W v W (Minor) (Mirror Order)  EWCA CIV 703
The case concerns the nature of the Mirror order, the jurisdiction of the High court to make one, and the consequential effect of one.
Where a parent has a final Order affecting children abroad, and wishes to visit England/ Wales, a wise precaution is a Mirror Order obtained in England/Wales.
This is an Order to confirm the regime laid down by the foreign court Order during on a visit to the UK.
A parent however must take care that the child does not become habitually resident in England and Wales, which could then give the other parent the chance to open up dual jurisdiction, and challenge the foreign Order’s application in England/ Wales.
This was the issue in this case. The mother attempted to demonstrate that because the father had applied for a Mirror Order, he was conceding jurisdiction by virtue of European law concerning jurisdiction in matrimonial matters and in matters of parental responsibility.
The Court of Appeal overruled the High Court Judge upholding the father’s position that rule 12(3) of Council Regulation (EC) 2201/2003 had not been engaged because he had not accepted jurisdiction merely by applying for a Mirror Order.
The Mirror Order was to uphold a foreign judgment, not to give jurisdiction in English/Welsh court.
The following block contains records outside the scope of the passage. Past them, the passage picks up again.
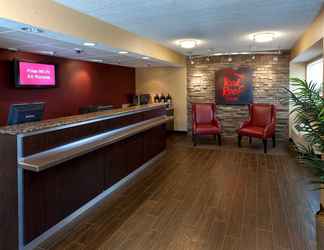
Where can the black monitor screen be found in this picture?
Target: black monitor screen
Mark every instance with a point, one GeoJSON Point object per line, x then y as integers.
{"type": "Point", "coordinates": [25, 112]}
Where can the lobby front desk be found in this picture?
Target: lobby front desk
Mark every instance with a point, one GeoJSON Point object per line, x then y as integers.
{"type": "Point", "coordinates": [51, 169]}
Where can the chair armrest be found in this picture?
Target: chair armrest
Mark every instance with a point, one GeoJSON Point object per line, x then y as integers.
{"type": "Point", "coordinates": [245, 124]}
{"type": "Point", "coordinates": [217, 122]}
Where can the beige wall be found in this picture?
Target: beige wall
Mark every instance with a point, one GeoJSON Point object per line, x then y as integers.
{"type": "Point", "coordinates": [166, 80]}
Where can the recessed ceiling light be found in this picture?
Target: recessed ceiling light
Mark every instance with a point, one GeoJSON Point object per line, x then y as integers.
{"type": "Point", "coordinates": [188, 43]}
{"type": "Point", "coordinates": [46, 52]}
{"type": "Point", "coordinates": [264, 37]}
{"type": "Point", "coordinates": [32, 29]}
{"type": "Point", "coordinates": [13, 49]}
{"type": "Point", "coordinates": [96, 60]}
{"type": "Point", "coordinates": [89, 44]}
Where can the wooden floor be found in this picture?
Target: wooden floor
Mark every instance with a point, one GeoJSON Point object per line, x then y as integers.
{"type": "Point", "coordinates": [204, 198]}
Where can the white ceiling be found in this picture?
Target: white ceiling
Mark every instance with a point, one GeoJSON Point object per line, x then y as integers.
{"type": "Point", "coordinates": [11, 36]}
{"type": "Point", "coordinates": [222, 25]}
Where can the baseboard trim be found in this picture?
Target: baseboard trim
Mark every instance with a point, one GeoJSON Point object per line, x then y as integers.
{"type": "Point", "coordinates": [90, 205]}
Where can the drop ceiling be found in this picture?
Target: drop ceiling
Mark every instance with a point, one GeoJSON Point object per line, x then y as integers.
{"type": "Point", "coordinates": [12, 37]}
{"type": "Point", "coordinates": [222, 25]}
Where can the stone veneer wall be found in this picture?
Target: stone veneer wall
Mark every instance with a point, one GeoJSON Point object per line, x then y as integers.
{"type": "Point", "coordinates": [270, 77]}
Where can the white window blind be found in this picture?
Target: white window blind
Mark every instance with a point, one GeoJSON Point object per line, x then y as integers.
{"type": "Point", "coordinates": [314, 73]}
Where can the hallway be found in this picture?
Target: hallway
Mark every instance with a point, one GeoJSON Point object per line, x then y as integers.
{"type": "Point", "coordinates": [204, 198]}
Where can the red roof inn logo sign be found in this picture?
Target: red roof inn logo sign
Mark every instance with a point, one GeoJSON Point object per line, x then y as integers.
{"type": "Point", "coordinates": [234, 86]}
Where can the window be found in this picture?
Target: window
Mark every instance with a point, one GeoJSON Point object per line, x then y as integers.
{"type": "Point", "coordinates": [314, 73]}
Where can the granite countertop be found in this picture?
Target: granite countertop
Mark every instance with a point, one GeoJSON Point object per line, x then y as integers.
{"type": "Point", "coordinates": [71, 120]}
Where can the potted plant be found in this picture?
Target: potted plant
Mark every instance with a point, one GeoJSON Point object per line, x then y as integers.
{"type": "Point", "coordinates": [308, 108]}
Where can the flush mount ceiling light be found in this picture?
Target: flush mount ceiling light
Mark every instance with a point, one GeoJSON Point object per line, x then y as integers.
{"type": "Point", "coordinates": [89, 44]}
{"type": "Point", "coordinates": [96, 60]}
{"type": "Point", "coordinates": [32, 29]}
{"type": "Point", "coordinates": [263, 37]}
{"type": "Point", "coordinates": [188, 43]}
{"type": "Point", "coordinates": [46, 52]}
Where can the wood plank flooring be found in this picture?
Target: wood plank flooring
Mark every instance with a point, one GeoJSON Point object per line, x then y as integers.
{"type": "Point", "coordinates": [200, 199]}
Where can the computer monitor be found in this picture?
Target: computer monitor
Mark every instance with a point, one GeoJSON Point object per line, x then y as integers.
{"type": "Point", "coordinates": [25, 112]}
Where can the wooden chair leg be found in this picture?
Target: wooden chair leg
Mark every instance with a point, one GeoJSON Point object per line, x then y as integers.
{"type": "Point", "coordinates": [239, 140]}
{"type": "Point", "coordinates": [219, 140]}
{"type": "Point", "coordinates": [265, 146]}
{"type": "Point", "coordinates": [274, 141]}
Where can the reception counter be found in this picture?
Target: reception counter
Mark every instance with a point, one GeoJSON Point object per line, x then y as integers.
{"type": "Point", "coordinates": [52, 169]}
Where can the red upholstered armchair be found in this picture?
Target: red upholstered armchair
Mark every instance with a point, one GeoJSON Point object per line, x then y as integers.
{"type": "Point", "coordinates": [204, 121]}
{"type": "Point", "coordinates": [262, 124]}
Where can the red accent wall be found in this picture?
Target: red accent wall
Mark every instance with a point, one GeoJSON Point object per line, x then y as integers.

The judgment is helpful in focusing on the need to avoid the child remaining in England and Wales for a period which could amount to habitual residence. The court did not rule on what that might be but clearly a brief visit or holiday of perhaps a month would not amount to habitual residence or presence.
Practitioners should bear in mind that the visit might become longer than planned unintentionally (illness, weather (volcanic ash?)) and to advise accordingly.
The grey area unresolved issue is the length of time that the child can safely remain in England/Wales without thereby granting jurisdiction.
A thought out and well worded letter to the other party prior to visiting England/Wales setting out the plans and specifically saying that jurisdiction is not to be granted if for any reason the visit was extended for a reason beyond the parent’s control is a good starting.
Another wise tactic is to include the foreign court Order, as specific provision saying that if the order is mirrored in foreign country, it is not intended to grants jurisdiction to that country.
Further in the application in England/Wales, it should be specifically stated that nothing in the application is designed or deemed to grant a jurisdiction to England/Wales.
There is still no clear jurisdiction to make a Mirror order, if the child is not physically present in England/Wales.